Am Donnerstag, den 17.Mai, kamen wir mit fast drei Stunden Verspätung, wegen einer Notlandung auf dem Münchner Flughafen, endlich in Malpensa, Mailand an. Mit lautem „Ciao“ und vielen Küsschen wurden wir von den Austauschschülern und ihren Familien begrüßt. Danach ging es erst mal zu den Familien nach Hause  und am nächsten Tag in die Schule (IISS Carlo Alberto Dalla Chiesa). Der Unterricht dort war um einiges einfacher als bei uns und manchmal recht chaotisch. Das Wochenende verbrachten wir in den Austauschfamilien, manche gingen zum Bowling. Am Montag besuchten wir die Stadt Stresa am Lago Maggiore und fuhren mit einem Boot auf die Insel „Isola Bella“. Seit Samstagabend gab es konstant Regen. Was für eine Enttäuschung!
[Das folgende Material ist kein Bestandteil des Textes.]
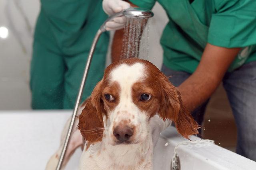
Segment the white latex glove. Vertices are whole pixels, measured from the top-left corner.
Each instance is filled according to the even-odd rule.
[[[129,3],[122,0],[103,0],[102,2],[103,10],[109,16],[122,11],[130,7]],[[115,18],[113,20],[106,23],[106,29],[109,31],[121,29],[124,27],[126,22],[125,16]]]
[[[150,118],[149,125],[151,128],[153,145],[154,147],[159,138],[160,133],[172,123],[172,121],[166,119],[164,121],[159,115],[156,115]]]

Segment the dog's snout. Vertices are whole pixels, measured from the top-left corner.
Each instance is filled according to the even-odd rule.
[[[118,126],[114,130],[113,134],[116,138],[121,142],[127,141],[133,135],[132,129],[128,127],[124,127]]]

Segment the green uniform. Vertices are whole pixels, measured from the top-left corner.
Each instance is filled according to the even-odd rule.
[[[41,2],[31,62],[32,107],[72,108],[93,39],[108,16],[101,0]],[[108,38],[104,33],[98,43],[83,100],[102,78]]]
[[[169,20],[161,39],[164,64],[169,68],[193,72],[207,43],[244,47],[229,71],[256,61],[256,0],[130,0],[148,9],[156,1]]]

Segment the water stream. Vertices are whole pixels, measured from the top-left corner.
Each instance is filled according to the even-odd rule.
[[[148,57],[150,20],[144,18],[127,18],[120,59]]]

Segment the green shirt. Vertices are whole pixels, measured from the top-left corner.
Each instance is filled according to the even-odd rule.
[[[243,47],[229,71],[256,61],[256,0],[130,0],[148,9],[156,1],[169,20],[161,39],[168,67],[193,72],[207,43]]]
[[[56,53],[74,56],[88,52],[98,30],[108,16],[102,1],[41,0],[34,38]],[[106,53],[108,33],[104,33],[95,53]]]

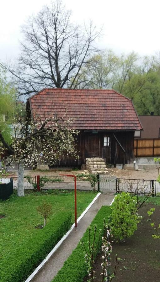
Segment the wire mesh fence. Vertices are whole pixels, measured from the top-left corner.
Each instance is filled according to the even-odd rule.
[[[24,189],[35,189],[37,188],[37,175],[25,175],[24,177]],[[18,186],[17,175],[8,175],[8,177],[13,179],[13,189]],[[78,190],[91,190],[92,188],[89,182],[84,180],[83,178],[77,180],[77,189]],[[96,185],[97,189],[97,185]],[[57,189],[63,190],[73,190],[74,189],[74,177],[66,176],[40,176],[40,190]]]

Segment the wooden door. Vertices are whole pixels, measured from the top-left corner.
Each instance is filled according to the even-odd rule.
[[[91,135],[88,136],[88,154],[89,157],[99,156],[99,136]]]

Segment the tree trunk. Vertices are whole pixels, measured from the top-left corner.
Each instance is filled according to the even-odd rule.
[[[21,164],[18,164],[17,195],[24,196],[24,168]]]

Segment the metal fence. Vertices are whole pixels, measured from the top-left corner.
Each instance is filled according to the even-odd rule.
[[[156,196],[160,192],[160,184],[156,180],[117,178],[116,193],[124,191],[145,195],[152,194]]]
[[[40,178],[40,189],[57,189],[62,190],[73,190],[74,189],[74,178],[65,176],[25,175],[24,177],[24,189],[33,189],[37,188],[37,177]],[[13,189],[17,189],[18,186],[17,175],[8,175],[8,177],[13,179]],[[77,180],[77,188],[78,190],[92,190],[88,181]],[[97,189],[97,185],[96,185]]]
Wir haben uns schon überlegt eine Hochzeit mit Mitgliedern der Familie Borromeo zu planen, der die Insel und noch einiges mehr gehört, damit wir auf dieser Insel mit ihnen Ferien machen können. Am nächsten Tag schien endlich wieder die Sonne und es war angenehm warm. Mit der gesamten Italienischklasse fuhren wir nach Pavia um eine Certosa (ein Kloster) zu besichtigen und um anschließend Shoppen zu gehen. Mittwochs waren wir auf dem Wochenmarkt in Sesto Calende, zum Kleider- und Brillenkauf. Am Nachmittag hatten unsere Austauschschüler einen Ausflug nach Arona geplant, auf dem Programm standen sonnen, fotografieren und entspannen. An unserem vorletzten Tag freuten wir uns über eine ausgedehnte Sightseeing Tour durch Mailand und anschließendem Shoppen im Stadtkern. Dort sind Marken wie Armani, Prada und Louis Vuitton zu Hause, wir wunderten uns allerdings, dass uns auf der Straße kein Model über den Weg lief. Der Höhepunkt des Tages war für uns Mädchen der Besuch im „Abercrombie&Fitch“ Shop. Nach einkaufen und unzähligen Fotos mit den Models und sogar den Türstehern ging es leider wieder nach Hause. Am Freitag stand dann der Tag bevor, den sich keiner von uns so schnell gewünscht hatte: Wir mussten wieder nach Hause fliegen. Am Flughafen gab es natürlich viele Tränen und wir wollten uns gar nicht voneinander trennen.

Die Herzlichkeit und Gastfreundschaft der Familien und die Mentalität der Italiener gefielen uns sehr und wir haben die Woche sehr genossen.
Wir bedanken uns bei all denen, die uns diesen schönen Austausch ermöglicht haben.